In 1938, there were shops, five restaurants and Hotel-Restaurant “Romagnolo” in Kwiha. There was also a car service station and an airport.
The town was occupied by the Woyane during their rebellion against the Ethiopian government in late 1943.

Kwiha had telephone service at least as early as 1956, when it is reported that the only hotel in town had the only telephone.

== Transportation ==
Kwiha is the administrative center of the Enderta woreda.

The airport of Mekelle, Alula Aba Nega Airport is located within the administrative boundaries of Kwiha. In Kwiha, the (main) paved road from Addis Ababa takes a sharp turn left to Mek'ele. The recently asphalted old road to Asmara, which used to bear the "National road n°1" label, keeps heading north to the village of Maymegden and Wukro.

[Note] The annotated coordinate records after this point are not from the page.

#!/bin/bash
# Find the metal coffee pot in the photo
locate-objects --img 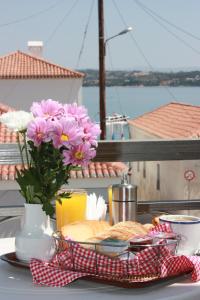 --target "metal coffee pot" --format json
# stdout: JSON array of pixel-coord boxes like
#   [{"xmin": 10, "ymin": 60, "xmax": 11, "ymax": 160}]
[{"xmin": 112, "ymin": 174, "xmax": 137, "ymax": 224}]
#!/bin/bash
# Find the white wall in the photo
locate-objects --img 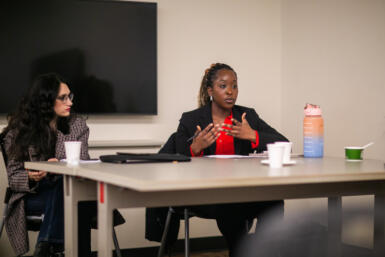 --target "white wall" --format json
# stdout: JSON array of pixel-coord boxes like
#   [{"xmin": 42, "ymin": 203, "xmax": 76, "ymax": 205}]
[
  {"xmin": 281, "ymin": 0, "xmax": 385, "ymax": 247},
  {"xmin": 282, "ymin": 0, "xmax": 385, "ymax": 160},
  {"xmin": 0, "ymin": 0, "xmax": 385, "ymax": 256},
  {"xmin": 0, "ymin": 0, "xmax": 281, "ymax": 256}
]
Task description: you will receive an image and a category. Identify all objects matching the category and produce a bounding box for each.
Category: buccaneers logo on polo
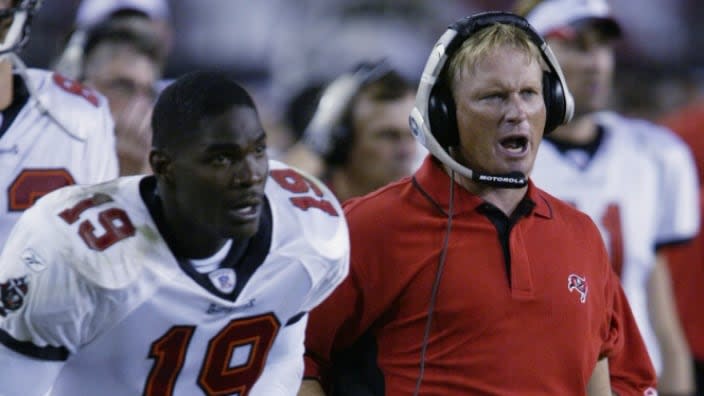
[567,274,589,304]
[0,275,29,316]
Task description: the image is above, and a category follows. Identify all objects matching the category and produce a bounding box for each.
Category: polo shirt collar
[414,155,552,218]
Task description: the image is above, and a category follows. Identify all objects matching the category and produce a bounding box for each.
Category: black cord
[413,170,455,396]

A local road starts in Kwiha linking the eastern tabias of Arato and Dergajen to the woreda center. Seven kilometers south of Kwiha a regional road heading to Shiket and the Afar Region diverts from the national highway.

== Demographics ==
In 1938, the town counted approximately 900 inhabitants (including 60 Italians).
Based on figures from the Central Statistical Agency in 2005, Qwiha has an estimated total population of 12,543, of whom 5,644 were males and 6,899 were females. The 1994 census reported it had a total population of 9,867 of whom 4,336 were males and 5,531 were females. It is one of two towns in Enderta woreda.